Re: proposal: schema variables - Mailing list pgsql-hackers

From Pavel Stehule
Subject Re: proposal: schema variables
Date
Msg-id CAFj8pRDXo-RRcy2VFDm_vzv3Eaaz6Ex=X19up=x8W4COyBNmaQ@mail.gmail.com
Whole thread Raw
In response to Re: proposal: schema variables  (Laurenz Albe <laurenz.albe@cybertec.at>)
Responses Re: proposal: schema variables
List pgsql-hackers
Hi

út 23. 7. 2024 v 16:34 odesílatel Laurenz Albe <laurenz.albe@cybertec.at> napsal:
Thanks for the fixes and the new patch set!
I think that this would be a very valuable feature!


Thank you :-)
 
This is a very incomplete review after playing with the patch set for a while.

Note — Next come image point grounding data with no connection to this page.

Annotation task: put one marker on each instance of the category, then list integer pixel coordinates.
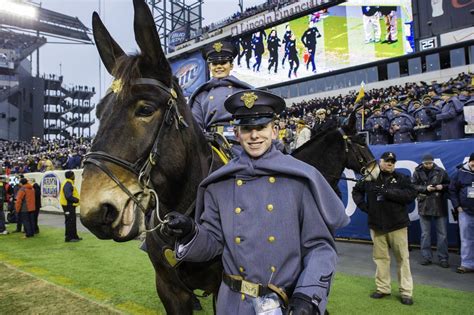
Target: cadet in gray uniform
(207, 102)
(425, 119)
(377, 125)
(401, 126)
(270, 216)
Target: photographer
(461, 194)
(431, 182)
(385, 200)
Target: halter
(347, 144)
(143, 166)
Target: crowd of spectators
(19, 157)
(395, 114)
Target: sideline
(355, 258)
(61, 289)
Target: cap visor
(253, 121)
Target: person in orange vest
(69, 199)
(25, 206)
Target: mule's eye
(145, 111)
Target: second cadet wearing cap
(293, 194)
(207, 101)
(389, 157)
(254, 107)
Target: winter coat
(277, 226)
(461, 190)
(394, 192)
(452, 119)
(431, 203)
(426, 123)
(378, 135)
(27, 193)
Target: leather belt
(238, 284)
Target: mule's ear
(148, 39)
(108, 48)
(350, 125)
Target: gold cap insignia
(217, 46)
(249, 99)
(173, 93)
(116, 86)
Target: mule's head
(141, 121)
(359, 156)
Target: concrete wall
(439, 76)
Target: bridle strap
(109, 173)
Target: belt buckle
(249, 288)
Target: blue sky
(79, 64)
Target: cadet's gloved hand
(179, 226)
(301, 304)
(378, 190)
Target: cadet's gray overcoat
(273, 221)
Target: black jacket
(431, 203)
(390, 212)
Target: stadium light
(15, 8)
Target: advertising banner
(436, 17)
(448, 155)
(190, 71)
(352, 33)
(50, 186)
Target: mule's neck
(199, 161)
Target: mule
(149, 156)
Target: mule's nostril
(110, 213)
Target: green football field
(45, 275)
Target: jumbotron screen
(349, 34)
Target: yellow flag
(361, 94)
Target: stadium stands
(18, 157)
(23, 45)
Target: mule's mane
(324, 136)
(127, 69)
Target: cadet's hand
(430, 188)
(301, 304)
(180, 226)
(378, 190)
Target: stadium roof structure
(49, 23)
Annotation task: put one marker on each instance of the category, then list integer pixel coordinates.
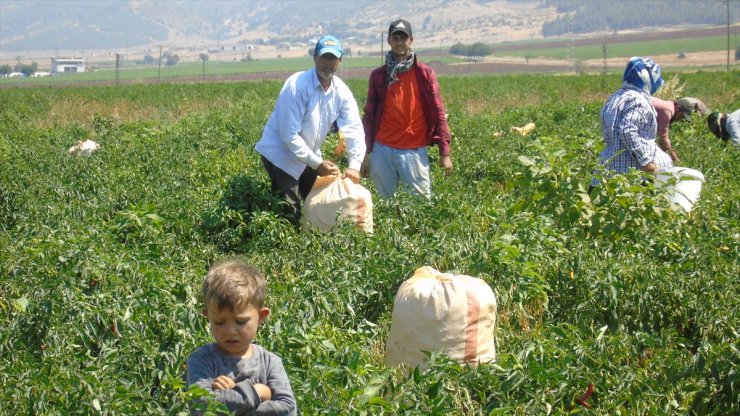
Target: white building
(62, 65)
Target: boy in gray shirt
(245, 377)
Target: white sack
(440, 312)
(333, 198)
(85, 148)
(685, 189)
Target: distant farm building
(67, 65)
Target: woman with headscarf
(628, 123)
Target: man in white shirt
(308, 104)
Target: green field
(101, 258)
(647, 48)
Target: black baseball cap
(400, 25)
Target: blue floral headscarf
(644, 74)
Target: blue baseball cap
(328, 44)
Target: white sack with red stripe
(445, 313)
(333, 198)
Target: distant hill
(74, 26)
(580, 17)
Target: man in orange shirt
(403, 115)
(667, 113)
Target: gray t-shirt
(263, 367)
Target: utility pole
(119, 59)
(728, 35)
(159, 70)
(381, 48)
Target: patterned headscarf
(644, 74)
(394, 68)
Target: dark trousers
(293, 191)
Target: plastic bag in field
(445, 313)
(525, 130)
(333, 198)
(683, 186)
(85, 148)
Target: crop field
(102, 258)
(647, 48)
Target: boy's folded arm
(242, 397)
(282, 402)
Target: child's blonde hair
(232, 283)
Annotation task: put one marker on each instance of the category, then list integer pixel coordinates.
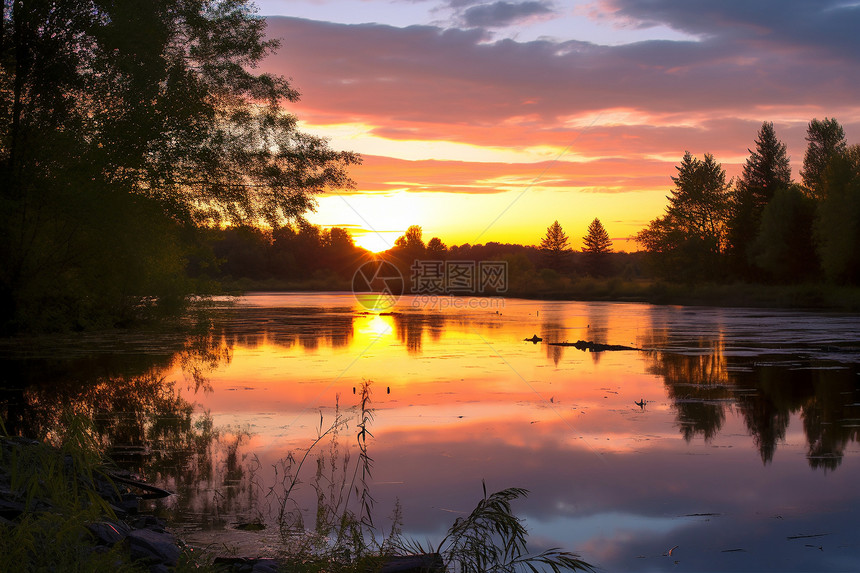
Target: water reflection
(730, 417)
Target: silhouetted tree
(124, 125)
(838, 225)
(689, 239)
(436, 249)
(784, 246)
(766, 170)
(555, 247)
(826, 139)
(596, 244)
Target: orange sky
(488, 127)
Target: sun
(376, 242)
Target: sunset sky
(488, 121)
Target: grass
(345, 538)
(56, 486)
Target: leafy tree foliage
(784, 246)
(124, 125)
(555, 247)
(689, 239)
(766, 171)
(826, 139)
(436, 249)
(838, 225)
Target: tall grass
(345, 538)
(54, 487)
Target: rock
(592, 346)
(109, 532)
(153, 547)
(246, 565)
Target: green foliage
(56, 487)
(766, 171)
(826, 139)
(838, 225)
(124, 127)
(688, 241)
(596, 244)
(555, 247)
(784, 247)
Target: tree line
(763, 226)
(127, 128)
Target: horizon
(487, 122)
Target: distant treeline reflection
(135, 407)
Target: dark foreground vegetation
(65, 507)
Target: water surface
(730, 436)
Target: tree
(120, 114)
(596, 244)
(766, 171)
(555, 247)
(689, 240)
(826, 139)
(436, 249)
(597, 240)
(784, 246)
(837, 228)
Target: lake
(721, 440)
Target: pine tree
(555, 247)
(766, 171)
(597, 240)
(826, 139)
(688, 241)
(596, 245)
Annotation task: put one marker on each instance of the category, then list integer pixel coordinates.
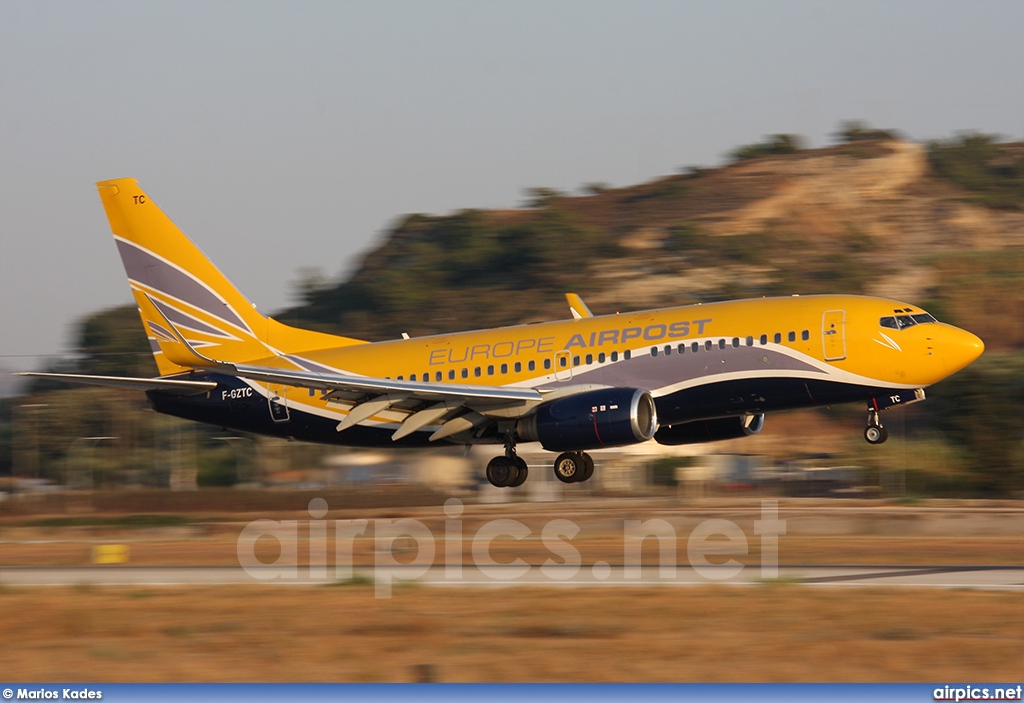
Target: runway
(512, 575)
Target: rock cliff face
(866, 217)
(882, 212)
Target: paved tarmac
(586, 575)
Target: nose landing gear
(573, 467)
(875, 433)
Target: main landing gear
(875, 433)
(510, 471)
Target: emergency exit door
(834, 335)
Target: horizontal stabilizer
(190, 387)
(578, 307)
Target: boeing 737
(678, 376)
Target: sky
(287, 136)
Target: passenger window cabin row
(492, 369)
(563, 360)
(735, 343)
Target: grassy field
(770, 632)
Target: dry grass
(775, 632)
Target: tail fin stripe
(183, 319)
(161, 275)
(162, 334)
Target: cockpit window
(904, 321)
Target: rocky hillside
(871, 217)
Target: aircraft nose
(960, 348)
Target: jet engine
(711, 430)
(606, 418)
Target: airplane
(683, 375)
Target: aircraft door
(563, 365)
(278, 400)
(834, 335)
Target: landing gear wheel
(502, 472)
(588, 467)
(522, 473)
(876, 434)
(568, 467)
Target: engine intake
(711, 430)
(606, 418)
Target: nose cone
(960, 348)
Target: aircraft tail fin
(174, 282)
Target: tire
(876, 434)
(522, 473)
(568, 467)
(588, 467)
(501, 472)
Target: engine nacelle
(606, 418)
(711, 430)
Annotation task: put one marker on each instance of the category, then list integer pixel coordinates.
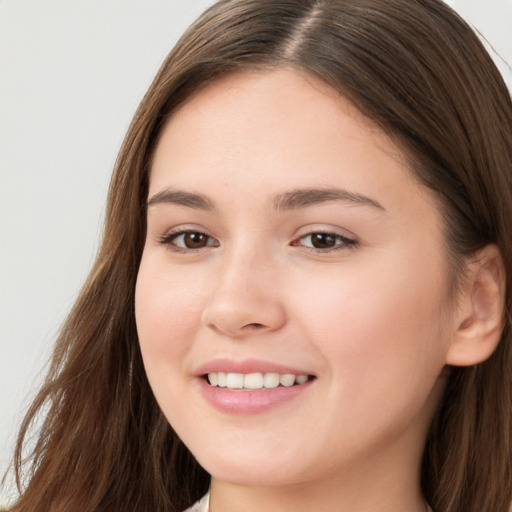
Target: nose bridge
(245, 297)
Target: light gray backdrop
(71, 76)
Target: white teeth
(271, 380)
(234, 380)
(254, 380)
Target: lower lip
(250, 402)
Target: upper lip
(247, 366)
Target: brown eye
(323, 240)
(195, 240)
(188, 241)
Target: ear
(480, 313)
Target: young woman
(302, 300)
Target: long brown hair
(416, 69)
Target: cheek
(383, 321)
(167, 312)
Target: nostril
(253, 326)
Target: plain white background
(71, 76)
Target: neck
(383, 488)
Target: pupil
(323, 240)
(195, 240)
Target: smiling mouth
(255, 381)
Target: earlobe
(479, 322)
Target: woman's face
(288, 243)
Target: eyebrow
(292, 200)
(302, 198)
(182, 198)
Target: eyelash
(342, 242)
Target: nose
(246, 298)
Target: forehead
(278, 126)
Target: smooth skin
(243, 261)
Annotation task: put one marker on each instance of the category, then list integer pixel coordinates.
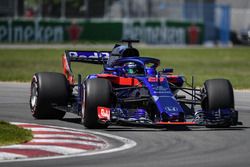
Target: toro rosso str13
(130, 90)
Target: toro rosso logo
(103, 113)
(171, 109)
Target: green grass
(12, 134)
(229, 63)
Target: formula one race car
(130, 91)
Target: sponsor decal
(171, 109)
(103, 113)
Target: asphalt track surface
(198, 146)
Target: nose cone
(173, 117)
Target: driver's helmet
(132, 68)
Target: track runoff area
(52, 142)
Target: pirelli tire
(48, 89)
(219, 95)
(98, 92)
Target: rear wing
(93, 57)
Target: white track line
(65, 136)
(67, 141)
(6, 156)
(127, 144)
(55, 149)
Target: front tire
(218, 95)
(48, 89)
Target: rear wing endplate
(93, 57)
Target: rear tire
(98, 92)
(47, 90)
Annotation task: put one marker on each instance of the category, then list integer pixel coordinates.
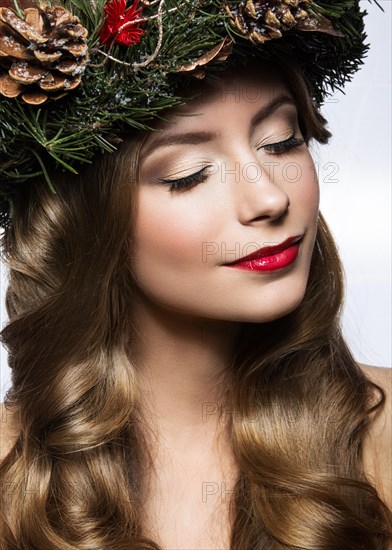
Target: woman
(167, 392)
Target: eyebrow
(195, 138)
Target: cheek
(170, 232)
(304, 187)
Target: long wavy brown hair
(301, 403)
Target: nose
(258, 190)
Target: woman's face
(251, 183)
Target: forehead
(241, 88)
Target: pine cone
(42, 56)
(263, 20)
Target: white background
(355, 181)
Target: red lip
(267, 251)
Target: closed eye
(192, 180)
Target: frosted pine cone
(262, 20)
(43, 55)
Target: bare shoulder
(9, 430)
(378, 445)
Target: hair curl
(301, 403)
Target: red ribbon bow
(119, 27)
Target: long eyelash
(181, 183)
(200, 176)
(283, 146)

Some bugs and oddities I have found:

"psql" support:

  \? gives

    \dV     [PATTERN]      list variables

  I think that should say "schema variables" to distinguish them from
  psql variables.

enhanced to "list session variables"
 

  Running \dV when connected to an older server gives

    ERROR:  relation "pg_catalog.pg_variable" does not exist
    LINE 16: FROM pg_catalog.pg_variable v
                  ^

  I think it would be better not to run the query and show a response like

    session variables don't exist in server version 16

there is standardized error message - and I used now

<-->if (pset.sversion < 180000)
<-->{
<--><-->char<--><-->sverbuf[32];

<--><-->pg_log_error("The server (version %s) does not support session variables.",
<--><--><--><--><--> formatPGVersionNumber(pset.sversion, false,
<--><--><--><--><--><--><--><--><--><-->   sverbuf, sizeof(sverbuf)));
<--><-->return true;
<-->}
 

The LET statement:

    CREATE VARIABLE testvar AS int4multirange[];
    LET testvar = '{\{[2\,7]\,[11\,13]\}}';
    ERROR:  variable "laurenz.testvar" is of type int4multirange[], but expression is of type text
    LINE 1: LET testvar = '{\{[2\,7]\,[11\,13]\}}';
                          ^
    HINT:  You will need to rewrite or cast the expression.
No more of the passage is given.